A remake of a 1970 Quebecois sex comedy, Two Women follows neighbours Florence (Karine Gonthier-Hyndman) and Violette (Laurence Leboeuf) as they embark on infidelity sprees to counter the indifference of their respective partners. The use of music – breezy, jazzy – is chirpily at odds with the nature of their conversations. “I wasn’t suicidal,” Florence insists to her boyfriend when he gently suggests that coming off her meds and hitting the wine might not be the best idea. “I just wasn’t afraid to die.”

The sex – with obliging delivery men, plumbers and pest control contractors – is largely played for laughs rather than titillation. Still, there’s something rather joyless and dated about this picture.

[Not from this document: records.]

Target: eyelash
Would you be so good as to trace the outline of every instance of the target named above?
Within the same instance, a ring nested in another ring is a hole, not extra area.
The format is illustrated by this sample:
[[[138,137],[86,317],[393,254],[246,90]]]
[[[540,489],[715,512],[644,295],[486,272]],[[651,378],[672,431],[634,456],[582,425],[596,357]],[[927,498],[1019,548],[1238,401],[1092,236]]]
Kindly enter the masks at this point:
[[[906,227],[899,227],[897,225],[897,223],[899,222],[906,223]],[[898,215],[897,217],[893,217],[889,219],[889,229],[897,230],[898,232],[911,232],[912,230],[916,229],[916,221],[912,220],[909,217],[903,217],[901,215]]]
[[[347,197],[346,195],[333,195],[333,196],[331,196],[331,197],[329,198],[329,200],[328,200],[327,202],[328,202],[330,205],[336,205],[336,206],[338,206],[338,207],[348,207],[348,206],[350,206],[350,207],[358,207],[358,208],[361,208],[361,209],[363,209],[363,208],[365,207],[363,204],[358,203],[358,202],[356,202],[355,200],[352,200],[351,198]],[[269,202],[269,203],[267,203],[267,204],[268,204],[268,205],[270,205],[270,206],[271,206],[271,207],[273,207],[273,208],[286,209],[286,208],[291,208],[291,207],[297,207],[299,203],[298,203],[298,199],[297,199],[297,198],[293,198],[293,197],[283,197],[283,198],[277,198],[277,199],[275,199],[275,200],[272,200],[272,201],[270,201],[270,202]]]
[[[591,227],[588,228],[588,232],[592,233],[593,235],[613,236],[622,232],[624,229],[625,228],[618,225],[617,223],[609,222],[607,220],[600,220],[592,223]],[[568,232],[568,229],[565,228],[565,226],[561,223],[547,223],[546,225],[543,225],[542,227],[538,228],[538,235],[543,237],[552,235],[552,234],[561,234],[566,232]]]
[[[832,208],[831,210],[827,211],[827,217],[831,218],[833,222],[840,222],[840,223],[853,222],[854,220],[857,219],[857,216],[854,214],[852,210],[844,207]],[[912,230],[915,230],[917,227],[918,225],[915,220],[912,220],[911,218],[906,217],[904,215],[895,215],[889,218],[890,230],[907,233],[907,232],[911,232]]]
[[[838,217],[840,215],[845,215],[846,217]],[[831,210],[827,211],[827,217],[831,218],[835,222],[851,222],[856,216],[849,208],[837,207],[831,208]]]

It’s a sex comedy viewed through a feminist lens that still manages to show its female characters as neurotic, brittle and unstable – and an erotic romp in which the adventures of infidelity feel more like hard work than fun.

Kim Novak’s Vertigo

(77 mins, TBC) Directed by Alexandre O Philippe; featuring Kim Novak

The cinephile documentarian Alexandre O Philippe (The People vs George Lucas; Leap of Faith: William Friedkin on The Exorcist) is granted impressive access for his portrait of the 1950s and 1960s Hollywood superstar-turned-recluse Kim Novak. Not only is Philippe permitted an audience with the now 93-year-old, who walked away from acting to dedicate herself to painting (woozy watercolours of birds, nature and her own face). He is also allowed to rummage through the contents of her attic for movie memorabilia, such as the dove-grey suit she wore for her most famous role in Hitchcock’s Vertigo. It should be fascinating.

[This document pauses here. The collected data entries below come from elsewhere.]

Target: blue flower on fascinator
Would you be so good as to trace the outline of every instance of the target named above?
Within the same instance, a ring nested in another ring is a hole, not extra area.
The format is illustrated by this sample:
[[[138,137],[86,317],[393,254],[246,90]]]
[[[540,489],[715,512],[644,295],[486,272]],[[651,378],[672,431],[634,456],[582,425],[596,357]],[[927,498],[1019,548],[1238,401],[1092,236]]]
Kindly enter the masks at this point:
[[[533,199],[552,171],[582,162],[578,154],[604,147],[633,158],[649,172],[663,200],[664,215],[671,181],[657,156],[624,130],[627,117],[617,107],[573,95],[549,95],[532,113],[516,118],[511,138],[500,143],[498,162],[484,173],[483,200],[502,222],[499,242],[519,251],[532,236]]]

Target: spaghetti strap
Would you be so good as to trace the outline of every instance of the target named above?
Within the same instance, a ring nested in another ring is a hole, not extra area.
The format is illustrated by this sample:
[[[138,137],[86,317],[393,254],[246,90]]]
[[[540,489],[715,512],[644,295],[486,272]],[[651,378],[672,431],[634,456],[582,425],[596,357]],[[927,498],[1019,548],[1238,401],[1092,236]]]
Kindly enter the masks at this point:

Unfortunately, the self-absorbed Novak has very little insight to impart. We learn, repeatedly, that there’s a difference between actors and “reactors” (she classes herself as the latter), that she feared she might “lose herself” in her roles and, finally, that James Stewart had unusually handsome toes.

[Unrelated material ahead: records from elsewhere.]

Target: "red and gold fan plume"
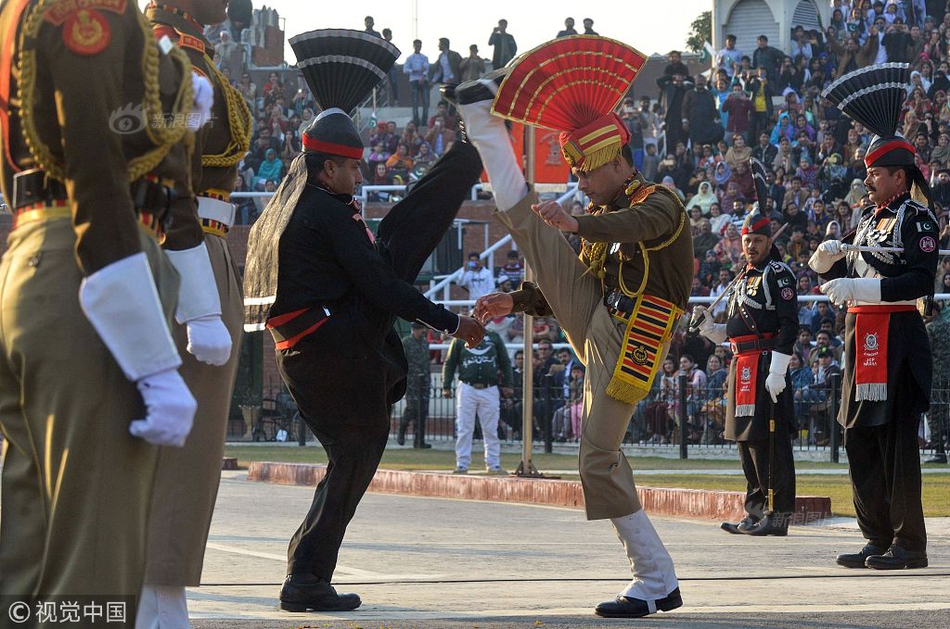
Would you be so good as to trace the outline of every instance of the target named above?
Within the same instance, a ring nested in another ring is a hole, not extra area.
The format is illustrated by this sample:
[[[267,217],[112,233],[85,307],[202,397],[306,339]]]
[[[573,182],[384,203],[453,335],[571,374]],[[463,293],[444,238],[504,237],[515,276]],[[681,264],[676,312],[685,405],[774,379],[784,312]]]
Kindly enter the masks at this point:
[[[503,118],[562,131],[572,166],[606,164],[629,140],[613,110],[646,62],[634,48],[606,37],[576,35],[538,46],[512,62],[492,111]]]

The Super Mario Galaxy Movie

(97 mins, PG) Directed by Aaron Horvath, Michael Jelenic, Pierre Leduc, Fabien Polack; voiced by Chris Pratt, Jack Black, Anya Taylor-Joy

How do you carve a coherent plot from an enduringly popular video game franchise that has about 40 years’ worth of lore and generations of fans? In the case of this film, the sequel to the dispiritingly successful The Super Mario Bros Movie, it doesn’t matter because the plot is an afterthought. This planet-hopping adventure pings around outer space, with winks to the fans and a half-baked hint of romantic tension between Mario (Chris Pratt) and Princess Peach (Anya Taylor-Joy). The problem is not that it’s messy, but that it’s stultifyingly dull.